The principal conclusions of significance were:

* That pastoral leases extinguished any native title right to control access to land.

* The evidence establishes no native title right to, or interest in, minerals or petroleum. It remains to be seen, through fuller consideration of the Reasons for Decision whether this carries the consequence that native titleholders have no control over mining proposals.

* As to whether the Ord project extinguished native title, the High Court did not necessarily endorse the Full Federal Court's conclusion that, as to the geographic or economic entity, it wholly extinguished native title.

* A majority at least, of the High Court, decided that reference to the Ord project as a geographic or economic entity was not of assistance, and that determination of some of the issues raised in relation to land connected with that project will require further findings of fact by the Full Court.

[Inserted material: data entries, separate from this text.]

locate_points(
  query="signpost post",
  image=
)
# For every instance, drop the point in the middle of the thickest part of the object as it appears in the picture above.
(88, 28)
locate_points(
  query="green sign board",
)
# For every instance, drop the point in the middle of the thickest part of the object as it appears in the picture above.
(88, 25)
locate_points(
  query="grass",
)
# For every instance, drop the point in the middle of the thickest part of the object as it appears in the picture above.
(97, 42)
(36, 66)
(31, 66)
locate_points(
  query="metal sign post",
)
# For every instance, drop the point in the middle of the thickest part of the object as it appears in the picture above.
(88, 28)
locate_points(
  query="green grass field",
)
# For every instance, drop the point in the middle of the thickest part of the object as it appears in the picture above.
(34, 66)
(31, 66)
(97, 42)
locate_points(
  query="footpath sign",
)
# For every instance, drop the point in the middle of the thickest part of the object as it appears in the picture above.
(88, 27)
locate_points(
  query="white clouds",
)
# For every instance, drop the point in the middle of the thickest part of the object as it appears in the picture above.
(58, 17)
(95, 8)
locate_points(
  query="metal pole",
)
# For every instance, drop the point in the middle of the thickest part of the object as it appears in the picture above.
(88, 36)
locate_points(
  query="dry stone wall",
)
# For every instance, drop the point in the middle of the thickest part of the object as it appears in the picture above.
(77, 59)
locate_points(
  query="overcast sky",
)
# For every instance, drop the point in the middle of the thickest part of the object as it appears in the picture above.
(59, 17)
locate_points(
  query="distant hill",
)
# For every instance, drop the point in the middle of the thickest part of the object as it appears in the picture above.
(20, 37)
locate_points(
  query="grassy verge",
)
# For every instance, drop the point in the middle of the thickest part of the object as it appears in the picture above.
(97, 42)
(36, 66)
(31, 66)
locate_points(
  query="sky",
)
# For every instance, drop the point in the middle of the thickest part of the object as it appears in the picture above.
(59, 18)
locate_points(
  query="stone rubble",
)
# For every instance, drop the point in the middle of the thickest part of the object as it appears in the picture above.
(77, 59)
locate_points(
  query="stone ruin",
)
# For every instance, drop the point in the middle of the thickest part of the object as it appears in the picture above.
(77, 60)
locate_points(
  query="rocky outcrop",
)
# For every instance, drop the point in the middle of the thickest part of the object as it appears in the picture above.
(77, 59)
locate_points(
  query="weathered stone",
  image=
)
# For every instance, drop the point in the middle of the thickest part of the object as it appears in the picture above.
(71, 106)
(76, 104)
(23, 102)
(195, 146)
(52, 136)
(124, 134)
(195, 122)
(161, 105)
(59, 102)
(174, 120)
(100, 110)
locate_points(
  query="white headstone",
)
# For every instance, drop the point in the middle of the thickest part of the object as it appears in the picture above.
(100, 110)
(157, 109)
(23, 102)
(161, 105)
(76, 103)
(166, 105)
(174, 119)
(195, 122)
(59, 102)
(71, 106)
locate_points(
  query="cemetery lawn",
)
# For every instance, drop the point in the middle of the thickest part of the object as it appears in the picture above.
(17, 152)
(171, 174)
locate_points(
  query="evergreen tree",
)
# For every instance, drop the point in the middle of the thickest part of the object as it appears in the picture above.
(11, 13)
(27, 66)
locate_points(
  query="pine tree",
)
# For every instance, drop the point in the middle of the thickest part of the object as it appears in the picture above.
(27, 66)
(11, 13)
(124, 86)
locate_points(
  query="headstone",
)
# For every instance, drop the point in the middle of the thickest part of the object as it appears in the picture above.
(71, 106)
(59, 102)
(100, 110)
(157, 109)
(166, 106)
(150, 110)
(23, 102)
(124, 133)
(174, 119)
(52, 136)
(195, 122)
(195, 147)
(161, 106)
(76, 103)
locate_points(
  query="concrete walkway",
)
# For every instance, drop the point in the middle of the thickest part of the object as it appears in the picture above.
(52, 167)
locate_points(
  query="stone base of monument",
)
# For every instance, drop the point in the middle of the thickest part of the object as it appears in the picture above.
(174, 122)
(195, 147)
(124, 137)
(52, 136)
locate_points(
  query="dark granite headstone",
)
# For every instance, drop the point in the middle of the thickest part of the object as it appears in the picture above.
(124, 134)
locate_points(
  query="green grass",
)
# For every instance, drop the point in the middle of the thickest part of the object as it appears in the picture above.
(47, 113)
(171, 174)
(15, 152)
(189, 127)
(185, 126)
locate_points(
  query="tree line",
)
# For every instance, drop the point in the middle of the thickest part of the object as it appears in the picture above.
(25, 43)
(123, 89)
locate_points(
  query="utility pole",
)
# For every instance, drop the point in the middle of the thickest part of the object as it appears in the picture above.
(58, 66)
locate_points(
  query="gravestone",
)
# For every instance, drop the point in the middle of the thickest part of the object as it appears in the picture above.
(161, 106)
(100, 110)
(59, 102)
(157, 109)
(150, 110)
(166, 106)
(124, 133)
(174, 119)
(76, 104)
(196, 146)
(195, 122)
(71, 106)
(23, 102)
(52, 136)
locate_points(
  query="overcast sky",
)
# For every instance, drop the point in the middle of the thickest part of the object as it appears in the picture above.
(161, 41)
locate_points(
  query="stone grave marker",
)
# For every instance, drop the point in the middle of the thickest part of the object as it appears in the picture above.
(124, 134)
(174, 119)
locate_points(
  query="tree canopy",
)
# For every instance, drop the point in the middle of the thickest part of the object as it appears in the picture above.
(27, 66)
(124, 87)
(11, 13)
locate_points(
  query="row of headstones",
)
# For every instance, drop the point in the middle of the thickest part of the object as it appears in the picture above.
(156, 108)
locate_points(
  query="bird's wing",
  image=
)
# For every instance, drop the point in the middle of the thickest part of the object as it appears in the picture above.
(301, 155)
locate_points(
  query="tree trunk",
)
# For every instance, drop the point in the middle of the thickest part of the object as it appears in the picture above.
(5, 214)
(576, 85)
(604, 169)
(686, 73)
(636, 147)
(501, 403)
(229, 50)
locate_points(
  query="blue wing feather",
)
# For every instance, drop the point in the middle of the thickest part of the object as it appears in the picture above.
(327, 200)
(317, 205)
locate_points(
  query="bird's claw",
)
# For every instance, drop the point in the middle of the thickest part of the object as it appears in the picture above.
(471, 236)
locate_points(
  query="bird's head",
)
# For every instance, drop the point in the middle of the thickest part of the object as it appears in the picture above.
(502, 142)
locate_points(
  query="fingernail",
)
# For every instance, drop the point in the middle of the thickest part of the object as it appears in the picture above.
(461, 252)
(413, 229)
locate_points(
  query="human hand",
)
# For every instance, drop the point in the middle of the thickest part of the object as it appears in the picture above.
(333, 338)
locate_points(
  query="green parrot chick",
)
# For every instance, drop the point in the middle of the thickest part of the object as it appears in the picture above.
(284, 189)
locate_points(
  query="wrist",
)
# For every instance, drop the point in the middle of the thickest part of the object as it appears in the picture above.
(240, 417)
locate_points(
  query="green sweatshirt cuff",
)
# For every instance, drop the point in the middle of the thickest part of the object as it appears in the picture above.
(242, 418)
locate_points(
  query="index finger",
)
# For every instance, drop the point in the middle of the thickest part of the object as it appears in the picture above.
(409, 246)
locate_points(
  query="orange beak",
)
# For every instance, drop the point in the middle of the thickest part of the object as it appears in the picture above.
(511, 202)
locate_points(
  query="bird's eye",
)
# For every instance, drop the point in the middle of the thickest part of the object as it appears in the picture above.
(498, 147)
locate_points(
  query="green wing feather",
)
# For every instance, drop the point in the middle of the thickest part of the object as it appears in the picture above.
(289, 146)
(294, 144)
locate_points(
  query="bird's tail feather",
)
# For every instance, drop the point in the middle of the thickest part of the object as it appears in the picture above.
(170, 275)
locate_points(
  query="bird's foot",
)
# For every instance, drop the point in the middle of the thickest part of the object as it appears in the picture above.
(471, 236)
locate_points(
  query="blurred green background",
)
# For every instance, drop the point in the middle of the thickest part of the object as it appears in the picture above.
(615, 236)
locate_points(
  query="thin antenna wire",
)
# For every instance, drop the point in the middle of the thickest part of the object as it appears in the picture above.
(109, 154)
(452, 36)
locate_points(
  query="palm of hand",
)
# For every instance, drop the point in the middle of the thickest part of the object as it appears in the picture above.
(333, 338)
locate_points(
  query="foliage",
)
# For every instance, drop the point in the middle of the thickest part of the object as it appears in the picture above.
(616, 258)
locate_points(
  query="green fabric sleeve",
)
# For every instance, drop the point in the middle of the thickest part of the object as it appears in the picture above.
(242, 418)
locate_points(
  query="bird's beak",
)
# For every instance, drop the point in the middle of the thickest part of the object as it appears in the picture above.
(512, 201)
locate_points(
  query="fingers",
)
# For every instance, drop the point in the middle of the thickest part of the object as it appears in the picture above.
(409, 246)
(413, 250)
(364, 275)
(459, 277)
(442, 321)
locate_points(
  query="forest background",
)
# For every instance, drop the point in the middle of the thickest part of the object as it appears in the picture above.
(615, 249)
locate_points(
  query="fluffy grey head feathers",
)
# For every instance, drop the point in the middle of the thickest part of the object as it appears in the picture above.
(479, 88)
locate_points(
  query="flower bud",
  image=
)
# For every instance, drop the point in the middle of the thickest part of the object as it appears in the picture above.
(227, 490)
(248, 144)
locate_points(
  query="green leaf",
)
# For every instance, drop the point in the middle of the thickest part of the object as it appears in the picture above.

The State Government claims the High Court's ruling clarifies the law and provides greater certainty to people involved in native title negotiations.

Premier Geoff Gallop said the decision was lengthy and would take some time to properly analyse.

But the court had ruled that native title did not exist in relation to minerals and that native title could coexist on pastoral leases - two key points supported by the WA Labor Government.

Dr Gallop said one of the first acts of his government was to amend submissions to the High Court by the former State Coalition Government.

ATSIC commissioner Eric Bedford said the judgement that native title continues to exist on pastoral and mining leases, was a costly step forward.

He said the judgement clearly demonstrated that native title resolutions should be negotiated - not litigated.

"Since the original 1998 trial, we have essentially gone around in circles with one judge ruling that rights over pastoral leases exist, another case ruling that any fencing extinguished these rights, and the latest judgement finding that native title rights can co-exist with pastoral leases," he said.

"This demonstrates the futility of this case which has, to date, cost more than $10 million. It is shocking because the principal of co-existence had already been established in Wik in 1998.

The ruling comes more than seven years after the original application in 1994, which sought recognition over an area of approximately 8000 kilometres of land. The land is situated in the East Kimberley and partially in the Northern Territory.

"We are the first owners and we should be dealt with as such," Mr Bedford said.

Local Aboriginal activist Robert Hannan said the claimants remained defiant.

He accused the land councils of opportunism and described them as predatory.

Claimant Ben Ward said: "The government should make it more simpler for people to live simply out in the bush because we're the one who pays the tax bill; we work out there.